Webster's Revised Unabridged Dictionary · 1913

Stark

Stark (stark) , adjective

[Old English stark stiff, strong, Anglo-Saxon stearc; akin to Old Saxon starc strong, Dutch sterk, Old High German starc, starah, German & Swedish stark, Danish staerk, Icelandic sterkr, Gothic gastaúrknan to become dried up, Lithuanian stregti to stiffen, to freeze.
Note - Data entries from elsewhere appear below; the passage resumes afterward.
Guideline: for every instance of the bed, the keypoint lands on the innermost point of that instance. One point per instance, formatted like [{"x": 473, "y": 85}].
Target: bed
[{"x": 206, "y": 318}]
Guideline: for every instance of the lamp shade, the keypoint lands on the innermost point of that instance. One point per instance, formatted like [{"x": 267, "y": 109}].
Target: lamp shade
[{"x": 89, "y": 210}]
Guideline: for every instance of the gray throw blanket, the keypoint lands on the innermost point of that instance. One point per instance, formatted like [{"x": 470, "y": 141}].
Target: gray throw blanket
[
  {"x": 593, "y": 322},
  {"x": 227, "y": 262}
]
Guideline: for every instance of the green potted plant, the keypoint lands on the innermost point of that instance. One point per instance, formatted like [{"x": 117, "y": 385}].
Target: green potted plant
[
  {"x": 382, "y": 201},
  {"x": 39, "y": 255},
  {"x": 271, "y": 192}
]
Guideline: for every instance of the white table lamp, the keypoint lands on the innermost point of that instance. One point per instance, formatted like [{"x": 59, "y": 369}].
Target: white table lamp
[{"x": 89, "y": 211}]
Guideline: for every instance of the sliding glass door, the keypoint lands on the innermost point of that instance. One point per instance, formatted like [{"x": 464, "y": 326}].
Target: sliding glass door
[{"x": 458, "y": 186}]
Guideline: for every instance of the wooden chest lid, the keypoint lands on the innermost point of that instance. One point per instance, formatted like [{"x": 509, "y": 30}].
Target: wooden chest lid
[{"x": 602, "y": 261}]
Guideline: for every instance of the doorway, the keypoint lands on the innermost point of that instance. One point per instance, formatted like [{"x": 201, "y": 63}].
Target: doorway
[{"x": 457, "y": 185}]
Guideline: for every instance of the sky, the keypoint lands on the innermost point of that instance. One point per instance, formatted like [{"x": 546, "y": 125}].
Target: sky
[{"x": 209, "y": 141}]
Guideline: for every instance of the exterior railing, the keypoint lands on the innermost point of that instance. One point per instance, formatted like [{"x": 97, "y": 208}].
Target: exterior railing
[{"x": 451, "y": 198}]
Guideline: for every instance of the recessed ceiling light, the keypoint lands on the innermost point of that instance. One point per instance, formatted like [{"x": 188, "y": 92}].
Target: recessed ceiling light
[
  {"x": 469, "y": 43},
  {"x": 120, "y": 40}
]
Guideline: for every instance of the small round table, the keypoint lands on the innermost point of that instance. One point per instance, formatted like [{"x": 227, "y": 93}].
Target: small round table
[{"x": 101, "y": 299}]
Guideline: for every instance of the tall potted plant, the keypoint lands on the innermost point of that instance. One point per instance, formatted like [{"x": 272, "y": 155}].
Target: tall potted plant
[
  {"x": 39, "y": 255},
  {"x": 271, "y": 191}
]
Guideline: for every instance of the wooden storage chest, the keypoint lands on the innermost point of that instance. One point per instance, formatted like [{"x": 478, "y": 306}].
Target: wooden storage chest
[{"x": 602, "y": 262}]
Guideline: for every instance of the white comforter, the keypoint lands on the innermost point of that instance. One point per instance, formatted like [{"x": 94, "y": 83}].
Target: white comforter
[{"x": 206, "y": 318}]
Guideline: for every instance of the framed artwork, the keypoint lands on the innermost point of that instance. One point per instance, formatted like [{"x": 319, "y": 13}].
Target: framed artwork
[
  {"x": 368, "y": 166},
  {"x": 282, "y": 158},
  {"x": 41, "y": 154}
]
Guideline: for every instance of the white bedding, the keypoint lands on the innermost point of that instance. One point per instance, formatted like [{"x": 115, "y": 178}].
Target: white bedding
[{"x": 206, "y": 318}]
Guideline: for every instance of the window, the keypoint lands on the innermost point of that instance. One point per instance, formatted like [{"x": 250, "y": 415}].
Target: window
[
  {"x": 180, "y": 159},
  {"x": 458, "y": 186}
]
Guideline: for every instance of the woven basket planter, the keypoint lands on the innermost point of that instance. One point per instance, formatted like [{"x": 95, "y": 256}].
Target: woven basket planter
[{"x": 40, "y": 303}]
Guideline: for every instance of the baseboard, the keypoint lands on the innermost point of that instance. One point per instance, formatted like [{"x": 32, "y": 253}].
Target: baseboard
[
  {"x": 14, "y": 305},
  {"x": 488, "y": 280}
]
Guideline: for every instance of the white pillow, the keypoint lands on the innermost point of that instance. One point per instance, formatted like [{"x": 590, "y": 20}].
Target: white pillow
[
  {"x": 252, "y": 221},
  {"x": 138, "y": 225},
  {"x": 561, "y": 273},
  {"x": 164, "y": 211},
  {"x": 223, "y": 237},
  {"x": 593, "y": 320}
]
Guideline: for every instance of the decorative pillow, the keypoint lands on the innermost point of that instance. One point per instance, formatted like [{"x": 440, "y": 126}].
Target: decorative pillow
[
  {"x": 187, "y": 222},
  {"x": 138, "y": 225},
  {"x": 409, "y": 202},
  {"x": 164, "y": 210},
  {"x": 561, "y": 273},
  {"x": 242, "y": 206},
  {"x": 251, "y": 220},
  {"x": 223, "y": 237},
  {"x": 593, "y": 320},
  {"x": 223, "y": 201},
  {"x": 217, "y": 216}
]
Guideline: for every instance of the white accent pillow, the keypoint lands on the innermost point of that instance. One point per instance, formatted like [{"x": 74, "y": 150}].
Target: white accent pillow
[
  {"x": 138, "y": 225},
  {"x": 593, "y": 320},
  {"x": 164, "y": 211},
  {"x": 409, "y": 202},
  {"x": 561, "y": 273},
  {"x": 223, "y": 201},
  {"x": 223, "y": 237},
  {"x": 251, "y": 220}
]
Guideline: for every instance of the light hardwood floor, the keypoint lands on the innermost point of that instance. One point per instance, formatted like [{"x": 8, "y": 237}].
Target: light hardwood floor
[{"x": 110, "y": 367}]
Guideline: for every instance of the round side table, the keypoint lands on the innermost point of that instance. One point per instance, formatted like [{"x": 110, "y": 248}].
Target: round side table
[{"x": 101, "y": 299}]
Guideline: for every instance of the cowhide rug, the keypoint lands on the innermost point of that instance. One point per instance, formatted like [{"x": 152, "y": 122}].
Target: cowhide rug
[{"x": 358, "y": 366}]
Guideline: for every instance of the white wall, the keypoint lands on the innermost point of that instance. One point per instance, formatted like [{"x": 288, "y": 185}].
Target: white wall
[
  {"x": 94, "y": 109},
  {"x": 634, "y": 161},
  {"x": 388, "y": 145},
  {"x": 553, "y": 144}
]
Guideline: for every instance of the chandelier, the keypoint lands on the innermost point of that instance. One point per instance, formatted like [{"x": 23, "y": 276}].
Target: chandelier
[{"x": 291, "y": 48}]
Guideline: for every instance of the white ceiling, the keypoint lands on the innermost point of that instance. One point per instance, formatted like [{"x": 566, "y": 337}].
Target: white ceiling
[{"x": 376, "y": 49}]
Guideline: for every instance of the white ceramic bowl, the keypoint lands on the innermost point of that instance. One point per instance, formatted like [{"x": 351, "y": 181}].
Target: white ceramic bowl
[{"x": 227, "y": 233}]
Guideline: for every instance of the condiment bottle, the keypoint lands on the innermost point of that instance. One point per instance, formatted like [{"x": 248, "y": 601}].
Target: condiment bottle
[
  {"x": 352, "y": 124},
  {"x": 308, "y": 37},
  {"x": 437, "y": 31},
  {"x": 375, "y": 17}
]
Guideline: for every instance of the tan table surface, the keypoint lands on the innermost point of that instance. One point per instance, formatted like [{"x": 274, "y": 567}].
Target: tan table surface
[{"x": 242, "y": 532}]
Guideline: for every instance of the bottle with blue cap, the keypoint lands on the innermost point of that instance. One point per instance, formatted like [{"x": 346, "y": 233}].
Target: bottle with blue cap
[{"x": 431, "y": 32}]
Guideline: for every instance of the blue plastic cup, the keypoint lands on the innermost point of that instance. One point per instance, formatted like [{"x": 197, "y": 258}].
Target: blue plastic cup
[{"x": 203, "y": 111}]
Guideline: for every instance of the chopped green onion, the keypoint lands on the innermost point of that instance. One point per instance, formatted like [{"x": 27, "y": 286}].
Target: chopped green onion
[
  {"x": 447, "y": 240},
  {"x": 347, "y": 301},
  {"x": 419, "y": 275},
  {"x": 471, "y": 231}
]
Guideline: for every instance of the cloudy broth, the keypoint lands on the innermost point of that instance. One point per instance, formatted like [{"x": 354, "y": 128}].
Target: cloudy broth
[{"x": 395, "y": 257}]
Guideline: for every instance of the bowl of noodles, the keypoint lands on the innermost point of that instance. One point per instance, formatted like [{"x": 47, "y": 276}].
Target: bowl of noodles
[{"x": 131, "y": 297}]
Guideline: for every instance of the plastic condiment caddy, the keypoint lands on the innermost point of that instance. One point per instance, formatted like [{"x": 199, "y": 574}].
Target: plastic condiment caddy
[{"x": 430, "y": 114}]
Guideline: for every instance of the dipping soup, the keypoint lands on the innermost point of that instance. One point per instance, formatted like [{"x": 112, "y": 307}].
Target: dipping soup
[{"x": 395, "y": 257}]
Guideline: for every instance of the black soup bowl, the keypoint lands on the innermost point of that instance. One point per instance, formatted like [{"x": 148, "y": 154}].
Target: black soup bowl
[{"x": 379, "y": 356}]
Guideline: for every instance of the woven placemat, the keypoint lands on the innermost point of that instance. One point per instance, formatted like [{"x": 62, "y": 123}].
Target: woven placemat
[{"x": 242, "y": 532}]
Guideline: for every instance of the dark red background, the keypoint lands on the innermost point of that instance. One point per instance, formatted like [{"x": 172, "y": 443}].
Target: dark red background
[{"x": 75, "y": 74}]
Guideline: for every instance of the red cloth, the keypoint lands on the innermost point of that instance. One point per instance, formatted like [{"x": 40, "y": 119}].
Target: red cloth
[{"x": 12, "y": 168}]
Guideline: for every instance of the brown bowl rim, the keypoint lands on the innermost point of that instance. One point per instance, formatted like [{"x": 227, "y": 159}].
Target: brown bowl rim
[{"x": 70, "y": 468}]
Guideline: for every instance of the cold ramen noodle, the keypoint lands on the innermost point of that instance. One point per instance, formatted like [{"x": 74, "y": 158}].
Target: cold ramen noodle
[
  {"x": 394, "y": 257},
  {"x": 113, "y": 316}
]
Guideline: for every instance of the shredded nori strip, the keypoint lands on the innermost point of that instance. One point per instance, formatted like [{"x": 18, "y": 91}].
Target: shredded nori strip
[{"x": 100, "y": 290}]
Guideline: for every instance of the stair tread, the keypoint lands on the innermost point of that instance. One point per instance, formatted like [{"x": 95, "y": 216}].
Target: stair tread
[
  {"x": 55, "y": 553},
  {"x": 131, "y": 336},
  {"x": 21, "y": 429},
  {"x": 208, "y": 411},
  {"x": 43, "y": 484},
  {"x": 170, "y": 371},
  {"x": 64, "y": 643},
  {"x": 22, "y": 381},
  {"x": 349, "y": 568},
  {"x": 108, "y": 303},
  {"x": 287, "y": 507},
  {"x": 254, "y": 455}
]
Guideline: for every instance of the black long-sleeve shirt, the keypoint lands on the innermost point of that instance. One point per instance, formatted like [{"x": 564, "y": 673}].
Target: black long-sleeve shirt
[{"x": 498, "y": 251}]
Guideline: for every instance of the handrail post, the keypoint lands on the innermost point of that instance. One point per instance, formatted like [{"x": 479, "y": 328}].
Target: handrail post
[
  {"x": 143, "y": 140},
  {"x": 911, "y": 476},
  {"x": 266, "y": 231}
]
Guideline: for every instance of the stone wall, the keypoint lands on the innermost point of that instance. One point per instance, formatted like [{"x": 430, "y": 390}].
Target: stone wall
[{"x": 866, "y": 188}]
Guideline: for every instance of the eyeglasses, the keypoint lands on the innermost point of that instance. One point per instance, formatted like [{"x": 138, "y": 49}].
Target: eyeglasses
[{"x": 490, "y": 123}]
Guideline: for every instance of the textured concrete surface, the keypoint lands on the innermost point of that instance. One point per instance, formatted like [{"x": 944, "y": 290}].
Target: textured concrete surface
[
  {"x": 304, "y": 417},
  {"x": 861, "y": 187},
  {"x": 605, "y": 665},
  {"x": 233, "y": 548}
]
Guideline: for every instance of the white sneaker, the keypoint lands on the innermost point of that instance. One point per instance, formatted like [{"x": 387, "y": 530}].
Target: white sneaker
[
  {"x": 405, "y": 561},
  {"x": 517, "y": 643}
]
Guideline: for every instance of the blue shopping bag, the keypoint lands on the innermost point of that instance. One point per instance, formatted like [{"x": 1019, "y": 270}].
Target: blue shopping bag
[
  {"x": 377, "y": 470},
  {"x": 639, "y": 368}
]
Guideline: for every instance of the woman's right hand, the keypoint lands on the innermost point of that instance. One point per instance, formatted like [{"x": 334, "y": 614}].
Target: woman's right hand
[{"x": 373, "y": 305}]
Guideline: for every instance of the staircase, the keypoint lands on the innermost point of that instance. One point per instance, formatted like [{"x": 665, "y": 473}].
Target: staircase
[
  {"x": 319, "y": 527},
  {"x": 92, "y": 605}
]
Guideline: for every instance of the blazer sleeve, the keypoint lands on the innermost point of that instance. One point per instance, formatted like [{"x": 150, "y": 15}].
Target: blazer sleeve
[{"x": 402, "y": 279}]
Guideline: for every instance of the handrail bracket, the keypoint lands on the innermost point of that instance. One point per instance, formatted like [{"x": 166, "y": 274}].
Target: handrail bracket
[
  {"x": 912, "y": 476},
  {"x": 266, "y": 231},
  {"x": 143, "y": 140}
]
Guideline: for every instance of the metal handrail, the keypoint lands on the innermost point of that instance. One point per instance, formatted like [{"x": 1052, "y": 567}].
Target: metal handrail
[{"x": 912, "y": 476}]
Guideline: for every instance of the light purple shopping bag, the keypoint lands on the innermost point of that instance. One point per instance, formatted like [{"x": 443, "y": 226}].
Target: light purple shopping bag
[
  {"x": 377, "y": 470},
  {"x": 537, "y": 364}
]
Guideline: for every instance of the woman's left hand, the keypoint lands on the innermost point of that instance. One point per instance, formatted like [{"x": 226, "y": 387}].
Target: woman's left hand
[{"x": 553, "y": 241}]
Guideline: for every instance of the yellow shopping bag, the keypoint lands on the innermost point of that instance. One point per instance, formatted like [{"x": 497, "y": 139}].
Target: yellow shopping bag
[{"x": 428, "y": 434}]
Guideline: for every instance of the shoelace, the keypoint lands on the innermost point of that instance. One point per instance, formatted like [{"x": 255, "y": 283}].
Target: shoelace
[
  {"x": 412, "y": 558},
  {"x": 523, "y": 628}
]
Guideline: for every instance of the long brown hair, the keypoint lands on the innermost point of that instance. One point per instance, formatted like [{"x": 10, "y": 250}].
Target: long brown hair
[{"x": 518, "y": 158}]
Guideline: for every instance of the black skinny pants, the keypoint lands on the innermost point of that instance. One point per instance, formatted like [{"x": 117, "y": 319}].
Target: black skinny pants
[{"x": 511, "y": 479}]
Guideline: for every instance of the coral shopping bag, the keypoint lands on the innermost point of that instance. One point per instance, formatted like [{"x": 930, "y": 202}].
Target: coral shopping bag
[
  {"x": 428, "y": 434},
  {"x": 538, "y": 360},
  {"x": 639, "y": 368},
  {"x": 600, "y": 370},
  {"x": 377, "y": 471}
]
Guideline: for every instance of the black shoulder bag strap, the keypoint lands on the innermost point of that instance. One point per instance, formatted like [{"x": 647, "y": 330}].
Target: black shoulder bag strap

Compare Starch, a. & n.]

1.
Stiff; rigid. — Chaucer
Whose senses all were straight benumbed and stark. — Spenser
His heart gan wax as stark as marble stone. — Spenser
Many a nobleman lies stark and stiff Under the hoofs of vaunting enemies. — Shakespeare
The north is not so stark and cold. — B. Jonson
2.
Complete; absolute; full; perfect; entire. [Obsolete]
Consider the stark security The common wealth is in now. — B. Jonson
3.
Strong; vigorous; powerful.
A stark, moss-trooping Scot. — Sir W. Scott
Stark beer, boy, stout and strong beer. — Beau. & Fl
4.
Severe; violent; fierce. [Obsolete]
In starke stours — Chaucer
5.
Mere; sheer; gross; entire; downright.
He pronounces the citation stark nonsense. — Collier
Rhetoric is very good or stark naught; there's no medium in rhetoric. — Selden

Stark (stark) , adverb

Wholly; entirely; absolutely; quite; as, stark mad. — Shakespeare
Held him strangled in his arms till he was stark dead. — Fuller
Strip your sword stark naked. — Shakespeare
Collocations (1)
Stark naked , wholly naked; quite bare.

According to Professor Skeat, “stark-naked” is derived from steort-naked, or start-naked, literally tail-naked, and hence wholly naked. If this etymology be true the preferable form is stark-naked.